Centres fermés et détention

Un demandeur d’asile peut introduire une demande d’asile après avoir été placé en un lieu déterminé (à la frontière, dans un centre fermé, en prison…). Le CGRA et, en procédure de recours, le Conseil du contentieux des étrangers (CCE) traitent alors cette demande de manière accélérée.

Comment introduire une demande d’asile en un lieu déterminé ?

Le demandeur d’asile peut introduire une demande d’asile lorsqu’il est détenu :

  • à la frontière : auprès de la police des frontières, le plus rapidement possible après son arrivée à la frontière
  • dans un centre fermé ou une prison : auprès du directeur de l’établissement.

Après introduction de la demande par le demandeur d’asile, celle-ci est transmise à l’Office des étrangers (OE), qui vérifie si la Belgique est compétente pour le traitement de la demande d’asile. Dans ce cas, le CGRA traite le dossier.
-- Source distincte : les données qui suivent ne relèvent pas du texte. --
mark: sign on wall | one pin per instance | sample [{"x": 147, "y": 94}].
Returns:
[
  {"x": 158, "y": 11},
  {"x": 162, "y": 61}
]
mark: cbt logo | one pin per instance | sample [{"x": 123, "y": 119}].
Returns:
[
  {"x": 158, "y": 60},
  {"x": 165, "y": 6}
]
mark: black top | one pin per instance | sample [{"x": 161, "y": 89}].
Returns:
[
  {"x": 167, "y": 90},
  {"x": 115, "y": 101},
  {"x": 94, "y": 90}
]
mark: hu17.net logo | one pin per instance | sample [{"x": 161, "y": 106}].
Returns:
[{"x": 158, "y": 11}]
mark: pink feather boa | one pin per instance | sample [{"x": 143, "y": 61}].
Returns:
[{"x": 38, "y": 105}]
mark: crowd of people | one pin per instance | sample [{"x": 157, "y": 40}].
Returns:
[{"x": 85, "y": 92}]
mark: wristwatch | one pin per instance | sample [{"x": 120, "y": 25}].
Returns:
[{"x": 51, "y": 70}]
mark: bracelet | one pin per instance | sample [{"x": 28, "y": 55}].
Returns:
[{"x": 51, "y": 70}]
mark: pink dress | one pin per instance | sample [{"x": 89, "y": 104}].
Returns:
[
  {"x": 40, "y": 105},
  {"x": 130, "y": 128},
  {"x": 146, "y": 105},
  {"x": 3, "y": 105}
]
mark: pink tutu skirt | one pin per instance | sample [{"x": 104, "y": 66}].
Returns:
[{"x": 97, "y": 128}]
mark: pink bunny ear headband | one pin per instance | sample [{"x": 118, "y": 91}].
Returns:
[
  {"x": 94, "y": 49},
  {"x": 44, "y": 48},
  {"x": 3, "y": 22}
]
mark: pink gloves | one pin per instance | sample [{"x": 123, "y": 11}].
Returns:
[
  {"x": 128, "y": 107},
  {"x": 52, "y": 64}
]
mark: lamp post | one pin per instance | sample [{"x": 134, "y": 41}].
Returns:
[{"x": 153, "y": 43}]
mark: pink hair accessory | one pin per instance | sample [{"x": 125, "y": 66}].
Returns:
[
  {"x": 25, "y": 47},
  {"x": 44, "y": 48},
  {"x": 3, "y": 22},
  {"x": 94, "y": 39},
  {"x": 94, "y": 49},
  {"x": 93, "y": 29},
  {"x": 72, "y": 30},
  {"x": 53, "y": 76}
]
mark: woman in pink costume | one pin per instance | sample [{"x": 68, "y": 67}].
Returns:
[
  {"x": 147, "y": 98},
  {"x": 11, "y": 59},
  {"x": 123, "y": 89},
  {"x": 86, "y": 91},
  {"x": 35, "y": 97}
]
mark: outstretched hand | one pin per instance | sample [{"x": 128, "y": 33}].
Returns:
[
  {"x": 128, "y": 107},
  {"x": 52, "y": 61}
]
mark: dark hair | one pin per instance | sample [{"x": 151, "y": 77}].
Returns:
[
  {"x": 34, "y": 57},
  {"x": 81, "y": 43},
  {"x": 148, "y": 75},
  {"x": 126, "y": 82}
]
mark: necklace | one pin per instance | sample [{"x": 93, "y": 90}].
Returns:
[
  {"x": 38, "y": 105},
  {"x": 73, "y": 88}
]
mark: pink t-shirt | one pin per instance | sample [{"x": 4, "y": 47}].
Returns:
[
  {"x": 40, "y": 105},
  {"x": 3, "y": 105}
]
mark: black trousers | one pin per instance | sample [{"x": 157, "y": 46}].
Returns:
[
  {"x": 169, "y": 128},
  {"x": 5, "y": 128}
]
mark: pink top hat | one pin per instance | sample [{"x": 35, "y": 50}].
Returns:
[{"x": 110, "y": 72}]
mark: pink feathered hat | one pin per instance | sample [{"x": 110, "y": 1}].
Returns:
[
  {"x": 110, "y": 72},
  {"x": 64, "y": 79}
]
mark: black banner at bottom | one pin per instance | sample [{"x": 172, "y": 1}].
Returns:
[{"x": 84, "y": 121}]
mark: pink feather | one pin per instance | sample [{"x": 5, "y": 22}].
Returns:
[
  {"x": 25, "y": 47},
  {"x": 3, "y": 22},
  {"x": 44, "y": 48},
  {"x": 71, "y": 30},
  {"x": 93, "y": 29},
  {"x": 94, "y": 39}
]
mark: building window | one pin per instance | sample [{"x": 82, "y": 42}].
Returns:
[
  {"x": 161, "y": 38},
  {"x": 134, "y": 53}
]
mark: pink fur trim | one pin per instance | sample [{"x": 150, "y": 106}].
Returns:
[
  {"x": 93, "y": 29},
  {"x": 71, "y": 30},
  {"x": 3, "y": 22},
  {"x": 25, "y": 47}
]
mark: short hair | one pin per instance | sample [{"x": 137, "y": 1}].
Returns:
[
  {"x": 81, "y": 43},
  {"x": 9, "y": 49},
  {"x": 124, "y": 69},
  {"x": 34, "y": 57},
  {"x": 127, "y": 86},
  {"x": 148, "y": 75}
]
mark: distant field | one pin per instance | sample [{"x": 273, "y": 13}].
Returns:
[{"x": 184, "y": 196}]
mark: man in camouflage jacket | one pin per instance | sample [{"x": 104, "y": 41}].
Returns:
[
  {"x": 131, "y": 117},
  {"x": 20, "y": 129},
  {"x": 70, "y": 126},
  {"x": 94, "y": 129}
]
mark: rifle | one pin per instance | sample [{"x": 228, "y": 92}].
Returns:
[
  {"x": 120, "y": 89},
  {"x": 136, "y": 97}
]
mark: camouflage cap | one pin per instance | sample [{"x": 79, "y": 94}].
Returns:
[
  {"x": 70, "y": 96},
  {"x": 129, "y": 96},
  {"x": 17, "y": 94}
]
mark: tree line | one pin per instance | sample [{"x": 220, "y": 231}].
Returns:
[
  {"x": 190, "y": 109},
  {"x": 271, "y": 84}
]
Le traitement de la demande d’asile

Après réception de la demande par le CGRA, un officier de protection vient auditionner le demandeur d’asile à l’endroit où il est maintenu. Après l’audition, le CGRA prend le plus rapidement possible une décision, sur la base des éléments que contient le dossier, des déclarations et des preuves présentées par le demandeur d’asile. Après transfert de la demande d’asile par l’OE, le CGRA dispose de quinze jours au total pour prendre une décision.

Le commissaire général prend une décision de :

  • refus du statut de réfugié et refus du statut de protection subsidiaire
  • reconnaissance du statut de réfugié
  • octroi du statut de protection subsidiaire.

Le détenu qui se voit octroyer le statut de réfugié ou le statut de protection subsidiaire est libéré du centre fermé ou à la frontière.

Un recours devant le CCE

Le demandeur qui se voit notifier une décision de refus a quinze jours pour introduire, avec son avocat, une procédure de recours de plein contentieux devant le CCE.

Après réception de la requête, le CCE organise le plus rapidement possible une audience, lors de laquelle les deux parties auront la possibilité d’expliquer oralement les éléments complémentaires.

Le CCE peut :

  • confirmer la décision : la décision du CGRA était correcte
  • réformer la décision : le CCE ne marque pas son accord avec la décision du CGRA et prend une décision d’octroi d’un statut de protection (statut de réfugié ou statut de protection subsidiaire). Le CCE peut réformer une décision d’octroi du statut de protection subsidiaire en reconnaissance du statut de réfugié ou en refus du statut de protection subsidiaire
  • annuler la décision : le CCE renvoie le dossier d’asile au CGRA pour cause de manque d’éléments dans la motivation. Lorsqu’il prend une nouvelle décision, le CGRA doit alors, dans la mesure du possible, tenir compte des remarques du CCE.